Quando Jacob fugia de seu irmão Esaú, detendo-se para passar a noite, tomou uma pedra que pôs de cabeceira:

“E teve um sonho; sonhou com uma escada apoiada na terra, e cujo topo tocava os céus, e eis aqui que os anjos de Deus subiam e desciam por ela. E viu que Yahveh estava sobre ela...” (Gênese, XXVIII, 12).

Pela escala, simbolicamente, sobem e descem as energias da criação, pois esta é como uma ponte vertical que comunica a terra com o céu, o material com o espiritual. Por ela as energias sutis e invisíveis descem aos homens, que por sua vez têm a possibilidade de subir por seus degraus para a pátria celeste.

No processo iniciático este símbolo tem o duplo papel tanto no processo de “descer” como no de “subir”. A descida aos infernos, ou visita ao interior da terra, que se tem que produzir na primeira etapa da iniciação, é às vezes representada como uma escala que conduz ao subsolo; por outra parte, os deuses, enviados ou energias celestes que visitam a terra, descem por uma escala misteriosa. Mas, em geral, seu significado é mais ascendente, representando a elevação escalonada da consciência no caminho do conhecimento.

Há uma similaridade e complementaridade entre o simbolismo da escala e o da porta, já que ambas indicam uma “passagem” a outros estados, e a primeira, em muitos casos, precede à segunda. Tal é o caso do simbolismo do templo cristão: primeiro se vêem os degraus entre o átrio e a porta exterior; em seguida, estão de novo antes da chegada ao altar; e finalmente, a mais importante é a escala invisível que comunica o altar com a cúpula, em cujo centro se acha a porta estreita à qual já nos referimos. Por outra parte, também na arte cristã se vê freqüentemente a relação da escala com a árvore e de ambos com a cruz, todos símbolos axiais cuja função consiste em enlaçar o de cima e o de baixo. A verdadeira escala está plantada no centro do mundo, e, como sabemos, qualquer espaço sagrado pode representar esse centro. Entretanto, todas as idéias de centro nos devem conduzir a nossa própria interioridade, que é de onde tem que sair a escala que nos permitirá aceder –quando chegarmos a seu topo– ao mundo dos deuses.

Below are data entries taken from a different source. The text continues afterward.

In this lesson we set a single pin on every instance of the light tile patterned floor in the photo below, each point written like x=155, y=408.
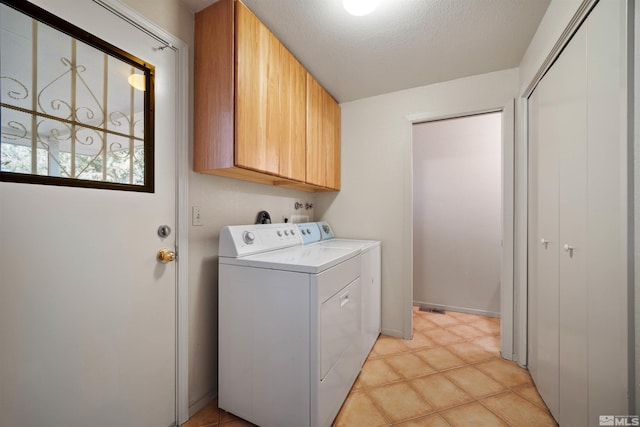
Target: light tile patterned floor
x=450, y=374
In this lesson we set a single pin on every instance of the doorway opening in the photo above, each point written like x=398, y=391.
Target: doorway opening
x=463, y=215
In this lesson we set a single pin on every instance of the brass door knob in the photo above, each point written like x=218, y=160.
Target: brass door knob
x=165, y=256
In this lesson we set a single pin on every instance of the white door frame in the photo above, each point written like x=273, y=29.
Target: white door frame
x=508, y=247
x=183, y=167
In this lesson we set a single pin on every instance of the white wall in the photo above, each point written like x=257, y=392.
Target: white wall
x=223, y=202
x=457, y=212
x=375, y=200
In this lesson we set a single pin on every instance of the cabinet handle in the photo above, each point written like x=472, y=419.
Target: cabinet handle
x=344, y=299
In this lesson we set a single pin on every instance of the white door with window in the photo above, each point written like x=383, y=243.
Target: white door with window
x=87, y=312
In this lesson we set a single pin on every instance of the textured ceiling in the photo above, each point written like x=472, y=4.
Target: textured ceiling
x=403, y=43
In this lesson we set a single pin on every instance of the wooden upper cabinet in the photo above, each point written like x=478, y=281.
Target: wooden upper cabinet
x=250, y=102
x=292, y=116
x=323, y=137
x=257, y=93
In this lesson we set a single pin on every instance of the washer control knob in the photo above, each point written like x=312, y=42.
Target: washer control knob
x=248, y=237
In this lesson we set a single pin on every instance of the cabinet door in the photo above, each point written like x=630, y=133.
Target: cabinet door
x=257, y=94
x=292, y=117
x=571, y=109
x=544, y=245
x=607, y=204
x=323, y=137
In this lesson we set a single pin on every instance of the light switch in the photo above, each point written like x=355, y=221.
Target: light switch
x=196, y=216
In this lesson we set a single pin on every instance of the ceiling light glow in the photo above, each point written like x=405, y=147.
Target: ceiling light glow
x=360, y=7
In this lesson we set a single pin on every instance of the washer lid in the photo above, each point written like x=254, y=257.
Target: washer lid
x=304, y=259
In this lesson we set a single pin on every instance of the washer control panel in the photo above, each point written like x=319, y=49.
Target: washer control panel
x=241, y=240
x=309, y=231
x=325, y=230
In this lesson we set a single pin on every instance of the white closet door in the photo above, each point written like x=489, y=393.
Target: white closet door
x=543, y=294
x=607, y=205
x=572, y=150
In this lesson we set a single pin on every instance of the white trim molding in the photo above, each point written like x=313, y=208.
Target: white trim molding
x=183, y=167
x=578, y=18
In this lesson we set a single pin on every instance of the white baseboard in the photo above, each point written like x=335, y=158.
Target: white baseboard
x=425, y=305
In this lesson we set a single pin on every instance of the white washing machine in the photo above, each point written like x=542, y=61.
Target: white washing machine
x=289, y=325
x=370, y=280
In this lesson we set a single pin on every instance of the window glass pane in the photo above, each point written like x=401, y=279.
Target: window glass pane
x=70, y=108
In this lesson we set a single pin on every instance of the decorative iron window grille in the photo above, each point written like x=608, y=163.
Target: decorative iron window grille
x=75, y=110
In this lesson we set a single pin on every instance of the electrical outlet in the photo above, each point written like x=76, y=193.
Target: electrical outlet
x=196, y=216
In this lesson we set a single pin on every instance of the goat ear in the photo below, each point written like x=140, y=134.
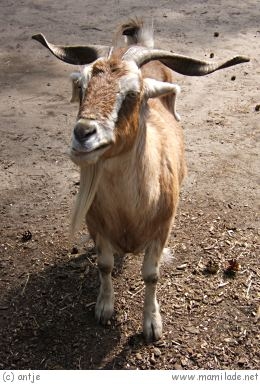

Também se relaciona este símbolo com o da espiral –o que é notável na escada em “caracol”–, pois ambos se referem às hierarquias da existência, os níveis do Conhecimento e os graus de leitura da realidade. Cada um de seus degraus representa um distinto “céu”, um estado do ser; e o escalá-los indica a ascensão gradual da alma que busca a fusão com o espírito único.

No simbolismo construtivo a escala é por um lado um instrumento de trabalho (escada) e pelo outro forma parte integral da própria construção (degraus). A própria estrutura da pirâmide, por exemplo, fala-nos da escalonada subida para o centro do ser; e é interessante também a relação desta com a montanha, que em determinados casos se escala ritualmente e cuja ascensão tem o mesmo significado.

O número de degraus ou degraus da escala é importante e varia segundo o que esteja simbolizando. As mais comuns são as de três e sete degraus; embora as encontra também freqüentemente em número de nove, dez, doze, trinta e trinta e três, etc. A de três degraus se relaciona em geral com os três graus (de aprendiz, companheiro e mestre) da iniciação. A de sete também tem esse sentido, quando –como no caso do simbolismo dos sete chakras– os graus são nesse número. Esta última é claramente visível na escala musical, que por sua vez se encontra ligada com a dos planetas, a dos metais, a das cores –o arco íris é às vezes representado como uma escala– e os sete dias da semana, símbolos todos que nos falam da ascensão progressiva pelos sete “céus” planetários –que as sete artes liberais e as próprias sefiroth exemplificam– que temos que visitar em nossos percursos iniciáticos e cuja realização sempre suporá uma expansão gradual da consciência.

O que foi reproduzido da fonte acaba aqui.